Etant donné que la jurisprudence citée est également liée à l’amélioration de la situation économique du parent qui s’occupe principalement de l’enfant, le fait que l’entretien pour la prise en charge revienne économiquement à ce dernier ne change rien. Indépendamment du fait qu’il s’agisse d’une contribution d’entretien en espèces ou d’une contribution pour la prise en charge des enfants, dans la plupart des cas, les fonds sont de toute façon gérés par le parent qui s’occupe des enfants.
Comme le recourant continue à réaliser, selon ses propres calculs, un excédent de CHF 1’430.-, soit 60 % de plus que celui de l’intimée de CHF 885.-, il ne subit pas de charge excessive. La Cour suprême estime donc qu’une modification de son obligation d’entretien n’entre pas en ligne de compte.
5.2
Le recourant fait remarquer pour sa part que, selon la solution de la Cour suprême, l’enfant recevrait la contribution de prise en charge, qui se libérerait alors au sens d’un excédent, en plus de ses besoins. La contribution de prise en charge a toutefois été accordée à l’origine en raison d’un déficit lié à la garde de l’enfant et revient économiquement au parent qui s’occupe de la prise en charge de l’enfant. Cette part d’entretien n’est compensée ni par un déficit ni par une position de besoin de l’enfant. L’enfant bénéficierait donc manifestement d’une prestation d’entretien supérieure à celle qui lui est due.
L’intimée se rallie de son côté à l’instance précédente et souligne en outre qu’au moment de l’introduction de la demande de modification, il n’y avait absolument pas de déséquilibre dans la charge financière des parents. De plus, la situation se serait encore modifiée depuis lors en faveur du recourant. La contribution de prise en charge ne serait rien d’autre qu’un poste de besoin de la contribution d’entretien pour l’enfant, qui ne devrait être adapté que s’il existe un motif de modification, ce qui n’est pas le cas ici.
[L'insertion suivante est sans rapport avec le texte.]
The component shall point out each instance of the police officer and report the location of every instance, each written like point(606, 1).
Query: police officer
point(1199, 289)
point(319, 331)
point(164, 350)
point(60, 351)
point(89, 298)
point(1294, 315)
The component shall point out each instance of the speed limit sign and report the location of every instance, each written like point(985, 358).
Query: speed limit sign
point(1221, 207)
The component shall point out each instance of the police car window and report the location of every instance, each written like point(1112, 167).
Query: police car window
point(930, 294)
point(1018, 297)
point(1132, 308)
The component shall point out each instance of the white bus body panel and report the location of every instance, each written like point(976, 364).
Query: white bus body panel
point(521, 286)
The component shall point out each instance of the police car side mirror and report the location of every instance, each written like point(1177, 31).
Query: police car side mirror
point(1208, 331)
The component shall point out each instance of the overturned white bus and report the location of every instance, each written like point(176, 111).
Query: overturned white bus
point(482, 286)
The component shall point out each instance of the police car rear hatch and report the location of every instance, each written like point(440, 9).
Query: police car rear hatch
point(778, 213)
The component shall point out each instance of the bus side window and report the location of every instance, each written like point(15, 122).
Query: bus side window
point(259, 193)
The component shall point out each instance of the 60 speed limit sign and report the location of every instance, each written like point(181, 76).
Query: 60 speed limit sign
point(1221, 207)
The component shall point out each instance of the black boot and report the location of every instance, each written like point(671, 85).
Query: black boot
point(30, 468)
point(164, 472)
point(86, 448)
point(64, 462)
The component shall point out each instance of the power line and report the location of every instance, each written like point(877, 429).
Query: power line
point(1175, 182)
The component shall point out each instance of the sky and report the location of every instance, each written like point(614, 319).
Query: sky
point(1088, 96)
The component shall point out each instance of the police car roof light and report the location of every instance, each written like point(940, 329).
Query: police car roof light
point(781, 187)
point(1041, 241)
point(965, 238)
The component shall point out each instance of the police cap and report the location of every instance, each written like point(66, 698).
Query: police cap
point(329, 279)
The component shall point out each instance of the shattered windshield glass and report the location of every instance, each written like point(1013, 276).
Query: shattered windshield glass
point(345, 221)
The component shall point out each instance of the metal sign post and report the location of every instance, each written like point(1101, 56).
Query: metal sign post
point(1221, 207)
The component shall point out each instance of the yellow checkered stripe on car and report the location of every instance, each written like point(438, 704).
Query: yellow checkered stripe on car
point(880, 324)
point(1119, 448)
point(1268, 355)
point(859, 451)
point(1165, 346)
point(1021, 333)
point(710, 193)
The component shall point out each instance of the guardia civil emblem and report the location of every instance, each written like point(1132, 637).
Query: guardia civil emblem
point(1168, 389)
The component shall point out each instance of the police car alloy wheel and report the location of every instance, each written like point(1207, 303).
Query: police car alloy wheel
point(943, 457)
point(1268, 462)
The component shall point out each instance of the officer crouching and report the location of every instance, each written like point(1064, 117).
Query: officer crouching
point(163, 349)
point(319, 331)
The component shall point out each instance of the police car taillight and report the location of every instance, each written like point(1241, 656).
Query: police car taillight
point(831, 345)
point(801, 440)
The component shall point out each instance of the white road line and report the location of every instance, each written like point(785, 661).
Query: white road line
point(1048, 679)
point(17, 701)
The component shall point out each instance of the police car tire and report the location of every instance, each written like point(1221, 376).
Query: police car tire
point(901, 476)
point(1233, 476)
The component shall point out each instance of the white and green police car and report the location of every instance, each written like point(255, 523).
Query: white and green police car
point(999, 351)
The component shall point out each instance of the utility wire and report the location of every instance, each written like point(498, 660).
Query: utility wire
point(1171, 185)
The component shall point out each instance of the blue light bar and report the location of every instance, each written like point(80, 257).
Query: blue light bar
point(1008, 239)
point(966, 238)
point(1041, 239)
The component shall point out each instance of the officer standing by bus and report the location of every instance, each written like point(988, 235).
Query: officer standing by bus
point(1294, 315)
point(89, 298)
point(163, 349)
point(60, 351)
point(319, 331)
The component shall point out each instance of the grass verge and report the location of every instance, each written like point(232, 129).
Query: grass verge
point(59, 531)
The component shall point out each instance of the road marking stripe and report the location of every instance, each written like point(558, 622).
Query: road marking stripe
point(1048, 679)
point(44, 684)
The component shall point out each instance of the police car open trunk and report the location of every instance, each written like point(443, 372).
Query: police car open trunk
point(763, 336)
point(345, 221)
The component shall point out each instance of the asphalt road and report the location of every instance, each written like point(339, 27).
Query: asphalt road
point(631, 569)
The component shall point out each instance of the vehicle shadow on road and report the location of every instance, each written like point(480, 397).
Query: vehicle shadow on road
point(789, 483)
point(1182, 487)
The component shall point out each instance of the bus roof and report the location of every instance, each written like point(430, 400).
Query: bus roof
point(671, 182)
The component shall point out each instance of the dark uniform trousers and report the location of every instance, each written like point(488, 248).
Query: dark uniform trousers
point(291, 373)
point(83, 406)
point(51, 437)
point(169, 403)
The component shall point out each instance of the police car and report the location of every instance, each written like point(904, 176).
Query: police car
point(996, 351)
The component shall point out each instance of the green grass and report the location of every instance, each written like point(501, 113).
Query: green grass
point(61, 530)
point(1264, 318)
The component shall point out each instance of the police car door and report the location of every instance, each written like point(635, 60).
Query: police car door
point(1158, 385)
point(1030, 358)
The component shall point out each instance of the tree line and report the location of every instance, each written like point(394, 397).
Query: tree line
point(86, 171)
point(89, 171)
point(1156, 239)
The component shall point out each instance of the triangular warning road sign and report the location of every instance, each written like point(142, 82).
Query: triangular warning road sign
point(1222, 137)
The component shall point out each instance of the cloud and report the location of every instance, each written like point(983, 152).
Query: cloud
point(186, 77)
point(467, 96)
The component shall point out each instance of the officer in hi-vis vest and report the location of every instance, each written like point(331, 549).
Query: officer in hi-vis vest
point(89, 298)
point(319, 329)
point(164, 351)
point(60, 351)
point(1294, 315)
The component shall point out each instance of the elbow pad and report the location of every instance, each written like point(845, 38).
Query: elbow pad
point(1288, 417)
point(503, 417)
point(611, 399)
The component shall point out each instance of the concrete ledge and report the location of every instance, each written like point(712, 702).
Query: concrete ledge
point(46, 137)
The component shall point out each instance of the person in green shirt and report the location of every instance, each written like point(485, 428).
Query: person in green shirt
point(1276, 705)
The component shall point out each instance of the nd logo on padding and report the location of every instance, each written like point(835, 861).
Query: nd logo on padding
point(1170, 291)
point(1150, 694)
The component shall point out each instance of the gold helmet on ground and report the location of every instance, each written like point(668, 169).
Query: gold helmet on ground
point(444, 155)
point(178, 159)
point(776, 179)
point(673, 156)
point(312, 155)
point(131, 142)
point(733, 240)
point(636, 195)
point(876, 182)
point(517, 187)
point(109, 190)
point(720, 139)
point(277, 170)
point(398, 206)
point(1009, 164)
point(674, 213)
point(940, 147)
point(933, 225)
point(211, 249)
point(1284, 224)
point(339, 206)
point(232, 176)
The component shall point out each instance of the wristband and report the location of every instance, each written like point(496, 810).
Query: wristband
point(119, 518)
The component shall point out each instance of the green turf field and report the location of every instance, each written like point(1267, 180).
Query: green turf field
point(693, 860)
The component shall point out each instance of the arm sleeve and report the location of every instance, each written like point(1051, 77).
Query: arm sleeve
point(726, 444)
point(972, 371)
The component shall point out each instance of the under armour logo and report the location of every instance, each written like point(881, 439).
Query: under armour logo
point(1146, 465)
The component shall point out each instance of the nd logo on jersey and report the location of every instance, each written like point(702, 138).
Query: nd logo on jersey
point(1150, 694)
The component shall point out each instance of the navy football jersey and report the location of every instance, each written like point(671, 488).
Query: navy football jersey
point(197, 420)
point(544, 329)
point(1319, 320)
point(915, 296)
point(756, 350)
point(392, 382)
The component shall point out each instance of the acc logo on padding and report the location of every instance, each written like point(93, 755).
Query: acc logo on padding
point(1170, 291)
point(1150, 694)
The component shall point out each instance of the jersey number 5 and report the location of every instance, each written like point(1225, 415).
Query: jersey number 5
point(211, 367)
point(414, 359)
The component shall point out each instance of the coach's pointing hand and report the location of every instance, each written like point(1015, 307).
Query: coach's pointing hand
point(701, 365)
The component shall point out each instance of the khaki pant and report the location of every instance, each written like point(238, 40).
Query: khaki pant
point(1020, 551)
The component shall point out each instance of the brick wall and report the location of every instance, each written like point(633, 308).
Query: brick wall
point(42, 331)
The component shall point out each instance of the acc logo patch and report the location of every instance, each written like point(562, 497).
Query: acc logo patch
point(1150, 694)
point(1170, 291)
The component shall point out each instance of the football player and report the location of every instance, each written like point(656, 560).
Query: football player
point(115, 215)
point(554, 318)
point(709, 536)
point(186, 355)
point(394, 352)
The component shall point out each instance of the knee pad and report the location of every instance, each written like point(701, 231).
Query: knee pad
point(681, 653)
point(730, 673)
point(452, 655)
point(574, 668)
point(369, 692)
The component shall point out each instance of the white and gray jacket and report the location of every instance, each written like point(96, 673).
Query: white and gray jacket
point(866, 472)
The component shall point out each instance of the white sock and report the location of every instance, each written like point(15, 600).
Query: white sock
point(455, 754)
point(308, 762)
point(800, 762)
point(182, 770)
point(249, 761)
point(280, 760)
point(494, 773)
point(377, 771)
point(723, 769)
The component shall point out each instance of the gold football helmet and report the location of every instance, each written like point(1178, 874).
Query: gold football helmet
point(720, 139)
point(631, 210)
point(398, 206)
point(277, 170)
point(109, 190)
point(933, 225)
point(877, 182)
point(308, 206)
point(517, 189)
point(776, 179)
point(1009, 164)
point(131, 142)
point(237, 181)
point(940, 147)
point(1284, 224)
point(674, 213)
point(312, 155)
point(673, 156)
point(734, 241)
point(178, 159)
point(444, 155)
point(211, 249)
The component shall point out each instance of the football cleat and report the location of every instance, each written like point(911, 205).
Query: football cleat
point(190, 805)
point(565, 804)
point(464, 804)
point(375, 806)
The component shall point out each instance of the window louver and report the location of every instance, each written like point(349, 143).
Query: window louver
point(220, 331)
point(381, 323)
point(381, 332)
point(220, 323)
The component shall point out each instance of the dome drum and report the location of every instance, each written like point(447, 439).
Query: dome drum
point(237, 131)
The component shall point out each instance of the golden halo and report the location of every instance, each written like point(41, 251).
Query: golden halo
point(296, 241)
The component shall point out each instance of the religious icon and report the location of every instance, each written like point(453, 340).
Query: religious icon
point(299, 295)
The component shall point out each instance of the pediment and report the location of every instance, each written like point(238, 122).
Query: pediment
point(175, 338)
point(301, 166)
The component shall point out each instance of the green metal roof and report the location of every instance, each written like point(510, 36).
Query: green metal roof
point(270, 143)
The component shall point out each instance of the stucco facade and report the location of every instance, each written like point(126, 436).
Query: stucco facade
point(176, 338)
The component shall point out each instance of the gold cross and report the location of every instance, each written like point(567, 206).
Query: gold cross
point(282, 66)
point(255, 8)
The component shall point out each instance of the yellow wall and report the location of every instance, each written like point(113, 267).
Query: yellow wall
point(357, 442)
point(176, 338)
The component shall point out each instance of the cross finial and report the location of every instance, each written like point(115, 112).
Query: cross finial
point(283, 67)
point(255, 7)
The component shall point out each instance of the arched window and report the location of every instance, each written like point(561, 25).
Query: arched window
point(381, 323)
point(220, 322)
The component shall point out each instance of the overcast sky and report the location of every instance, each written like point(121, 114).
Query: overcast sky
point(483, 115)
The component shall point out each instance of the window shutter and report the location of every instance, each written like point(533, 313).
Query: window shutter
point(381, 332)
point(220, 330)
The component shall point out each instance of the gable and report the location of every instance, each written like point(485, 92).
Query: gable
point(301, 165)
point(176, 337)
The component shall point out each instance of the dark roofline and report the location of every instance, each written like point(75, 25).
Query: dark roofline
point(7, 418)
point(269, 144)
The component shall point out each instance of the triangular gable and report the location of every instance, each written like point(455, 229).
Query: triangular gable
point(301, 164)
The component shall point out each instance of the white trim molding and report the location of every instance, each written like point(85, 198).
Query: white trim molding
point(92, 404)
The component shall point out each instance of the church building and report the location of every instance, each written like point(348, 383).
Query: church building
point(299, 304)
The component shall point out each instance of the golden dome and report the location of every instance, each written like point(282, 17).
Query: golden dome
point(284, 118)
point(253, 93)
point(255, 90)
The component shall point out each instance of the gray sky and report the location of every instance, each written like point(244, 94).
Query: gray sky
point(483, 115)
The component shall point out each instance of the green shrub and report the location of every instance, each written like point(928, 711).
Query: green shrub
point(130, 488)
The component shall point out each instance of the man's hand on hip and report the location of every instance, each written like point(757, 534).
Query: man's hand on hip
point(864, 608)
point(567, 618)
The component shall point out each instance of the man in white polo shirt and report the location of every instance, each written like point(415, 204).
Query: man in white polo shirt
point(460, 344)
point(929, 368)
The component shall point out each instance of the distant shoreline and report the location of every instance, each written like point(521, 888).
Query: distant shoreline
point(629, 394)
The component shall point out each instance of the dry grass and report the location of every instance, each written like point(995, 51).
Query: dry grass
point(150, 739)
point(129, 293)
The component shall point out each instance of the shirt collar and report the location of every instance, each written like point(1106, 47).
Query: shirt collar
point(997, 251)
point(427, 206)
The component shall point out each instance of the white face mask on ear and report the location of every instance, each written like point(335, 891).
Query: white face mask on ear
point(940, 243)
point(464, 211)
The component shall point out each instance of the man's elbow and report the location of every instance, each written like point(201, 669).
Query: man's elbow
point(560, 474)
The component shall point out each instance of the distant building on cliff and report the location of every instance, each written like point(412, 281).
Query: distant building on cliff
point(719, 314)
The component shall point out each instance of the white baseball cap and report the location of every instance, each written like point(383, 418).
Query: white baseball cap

Une prise en compte immédiate d’un gain supplémentaire aurait pour seule conséquence que seul le parent débiteur de la contribution d’entretien profiterait d’une amélioration de la situation économique du parent gardien, jusqu’à concurrence de la contribution de prise en charge. En revanche, le parent gardien et l’enfant seraient contraints de rester pauvres et n’auraient aucune perspective d’amélioration de leur situation. Ce résultat serait d’autant plus choquant que l’amélioration de la situation résulterait uniquement d’une prestation surobligatoire du parent gardien.
5.3
5.3.1
Aux termes de l’art. 285 al. 2 CC, la contribution de prise en charge doit garantir la meilleure prise en charge possible de l’enfant. Elle couvre les coûts (indirects) qu’un parent subit du fait qu’il est empêché de subvenir à ses besoins en travaillant pour s’occuper personnellement de l’enfant.
Bien que l’entretien pour la prise en charge soit formellement conçu comme un droit de l’enfant, il revient donc économiquement au parent qui prend en charge l’enfant8. Cette circonstance s’oppose à ce qu’une contribution d’entretien libérée suite à l’augmentation du revenu de ce parent soit attribuée à l’enfant dans le contexte de la modification. Ce procédé impliquerait une réattribution économique du montant correspondant, ce qui ne se justifie pas.
Il en va autrement de l’entretien en espèces qui couvre les frais (directs) pour l’enfant, c’est-à-dire toutes les rémunérations à verser à des tiers pour les soins, l’éducation et la formation nécessaires de l’enfant9. Lors de sa fixation, il est possible de tenir compte de manière appropriée des particularités du cas d’espèce10, ce qui laisse également la place à une amélioration de la position de l’enfant adaptée aux circonstances.
5.3.2
Ensuite, la contribution de prise en charge est calculée selon la méthode des frais de subsistance11. Selon cette méthode, c’est la différence entre les besoins de base du droit de la famille et le revenu net réalisé (ou hypothétique) du parent gardien qui est déterminante12. Une augmentation du revenu de ce parent se répercute donc directement sur le montant de la contribution due. Si tel est le cas et si la modification du revenu intervenue est d’une certaine importance, il n’y a donc aucune raison de maintenir malgré tout la contribution à son niveau initial. Au niveau de la détermination du revenu, il n’est en principe pas important de savoir s’il existe une activité (« surobligatoire ») dépassant le modèle des degrés scolaires13, comme le fait valoir l’intimée en l’espèce, tout cela, encore une fois, contrairement à l’entretien en espèces, pour la fixation duquel les circonstances du cas d’espèce ont un plus grand poids, selon ce qui a été exposé.
5.3.3
Dans la mesure des besoins de base du droit de la famille, l’entretien pour la prise en charge des enfants compense les inconvénients que subit le parent qui s’occupe des enfants14. Si, en raison d’une augmentation de son revenu, ce parent est en mesure de couvrir lui-même la totalité ou une part nettement plus importante de ses besoins de base, il n’y a plus de raison de (continuer à) lui verser une contribution d’entretien pour la prise en charge de l’enfant (cf. consid. 5.3.2 ci-dessus), raison pour laquelle une modification de l’obligation d’entretien ne doit pas être exclue par principe dans ce cas.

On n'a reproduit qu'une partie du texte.